During a recent Mexico City showing of "Il Trovatore," all 6,500 seats were sold out at $3.50 to $35 each. Seeing the opera at the Met costs from $30 to $330.

Spanish subtitles translated the Italian of Verdi’s dark masterpiece, which recounts a deadly rivalry between two long-lost brothers that results in infanticide and, yes, a climactic suicide.

Jorge Gutierrez, promotions director for the National Auditorium, said prices were kept low to attract opera newcomers and compete with other attractions in the city. The auditorium, which has the rights to distribute the Met program within Mexico, has expanded it to eight other Mexican cities.

"If you don’t know about opera and have never listened to it, it can be intimidating," said Karina Pedroza, a 22-year-old nutrition student who was getting ready to watch her first opera at the National Auditorium, Wagner’s "Die Walkure," which closed the Met’s 2010-2011 season.

"The Met can summon the best in the world and spare no cost; that’s why it would be impossible for an opera like that to come to Mexico," Gutierrez said. "Even if they went on tour, it would be impossible for us to afford bringing the performance here."

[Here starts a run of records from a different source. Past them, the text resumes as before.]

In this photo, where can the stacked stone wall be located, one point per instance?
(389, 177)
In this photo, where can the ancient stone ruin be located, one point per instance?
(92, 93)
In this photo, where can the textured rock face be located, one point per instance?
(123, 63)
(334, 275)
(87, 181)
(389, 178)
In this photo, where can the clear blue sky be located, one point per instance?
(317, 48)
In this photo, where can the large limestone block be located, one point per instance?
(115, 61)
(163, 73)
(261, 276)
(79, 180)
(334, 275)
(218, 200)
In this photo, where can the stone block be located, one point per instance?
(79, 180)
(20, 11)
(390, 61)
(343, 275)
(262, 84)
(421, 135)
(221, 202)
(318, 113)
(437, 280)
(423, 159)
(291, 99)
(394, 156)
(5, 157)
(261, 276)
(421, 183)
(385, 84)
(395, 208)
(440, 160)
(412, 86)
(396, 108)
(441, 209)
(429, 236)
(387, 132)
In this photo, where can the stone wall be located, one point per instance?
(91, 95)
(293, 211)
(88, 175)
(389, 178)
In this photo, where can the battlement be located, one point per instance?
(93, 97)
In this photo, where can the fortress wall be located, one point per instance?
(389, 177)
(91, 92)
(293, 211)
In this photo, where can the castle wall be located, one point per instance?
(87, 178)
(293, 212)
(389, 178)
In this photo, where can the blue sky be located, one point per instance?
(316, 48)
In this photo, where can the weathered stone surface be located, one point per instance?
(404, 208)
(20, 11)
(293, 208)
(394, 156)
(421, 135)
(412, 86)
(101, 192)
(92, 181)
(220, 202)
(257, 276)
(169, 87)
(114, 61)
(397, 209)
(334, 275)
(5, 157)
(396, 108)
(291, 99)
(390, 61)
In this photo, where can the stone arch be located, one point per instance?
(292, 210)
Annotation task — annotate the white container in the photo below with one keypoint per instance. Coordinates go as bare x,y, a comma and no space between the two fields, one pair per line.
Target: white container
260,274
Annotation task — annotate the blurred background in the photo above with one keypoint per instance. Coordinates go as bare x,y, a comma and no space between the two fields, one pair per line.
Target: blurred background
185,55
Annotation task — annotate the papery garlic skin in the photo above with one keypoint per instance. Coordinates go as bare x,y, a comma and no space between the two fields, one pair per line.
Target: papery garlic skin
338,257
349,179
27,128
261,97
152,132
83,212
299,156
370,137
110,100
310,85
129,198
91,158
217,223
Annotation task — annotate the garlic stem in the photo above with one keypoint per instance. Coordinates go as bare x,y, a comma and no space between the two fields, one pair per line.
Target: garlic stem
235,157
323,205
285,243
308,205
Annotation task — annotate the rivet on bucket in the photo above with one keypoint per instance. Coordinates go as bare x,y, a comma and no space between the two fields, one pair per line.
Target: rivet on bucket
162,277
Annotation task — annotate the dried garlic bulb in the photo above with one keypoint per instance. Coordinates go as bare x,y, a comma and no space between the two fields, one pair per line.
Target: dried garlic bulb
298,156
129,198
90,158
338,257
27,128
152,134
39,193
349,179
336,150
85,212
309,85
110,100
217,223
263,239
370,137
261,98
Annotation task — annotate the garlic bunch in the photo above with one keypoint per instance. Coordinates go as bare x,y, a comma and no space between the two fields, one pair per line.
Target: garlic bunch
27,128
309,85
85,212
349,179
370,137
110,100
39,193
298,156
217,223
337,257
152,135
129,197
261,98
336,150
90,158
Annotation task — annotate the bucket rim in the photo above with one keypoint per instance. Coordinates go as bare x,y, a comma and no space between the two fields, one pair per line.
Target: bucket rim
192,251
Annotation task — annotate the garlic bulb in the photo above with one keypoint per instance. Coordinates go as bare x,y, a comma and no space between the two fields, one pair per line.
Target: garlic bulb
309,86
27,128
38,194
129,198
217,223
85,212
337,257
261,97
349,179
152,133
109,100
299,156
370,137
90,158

On a recent afternoon, about 700 people, mostly seniors, packed a small auditorium where Mexican opera expert Sergio Vela gave a pre-show talk and described Verdi’s melancholic tendencies in a blow-by-blow account of "Il Trovatore." Some in the audience said the shows, despite their violent themes, were an escape from the drug wars engulfing parts of Mexico.

"Opera is filled with something special, and there are so many ugly things happening in our country that you can take a Saturday afternoon and come here and disconnect with these performances," said Teresa Moreno, a 73-year-old housewife, who brought her 38-year-old son.

For Marcelo Perez, who lives on a monthly pension of about $380, the Met simulcasts offer him a chance to enjoy the art form he fell in love with after watching a local company’s performance of Verdi’s "La Traviata" in 1970 at Mexico City’s Palacio de Bellas Artes.

At the recent "Il Trovatore," he broke into applause as soprano Sondra Radvanovsky, who played the heroine Leonora, sang her final aria, "D’amor sull’ali rosee" ("On the rosy wings of love"). The camera closed in on Radvanovsky’s pain-filled face as she lamented her beloved’s imprisonment, before poisoning herself in a final act of love.

"It would be better to see it live," Perez whispered during the scene, "but it’s so well done that it captures you."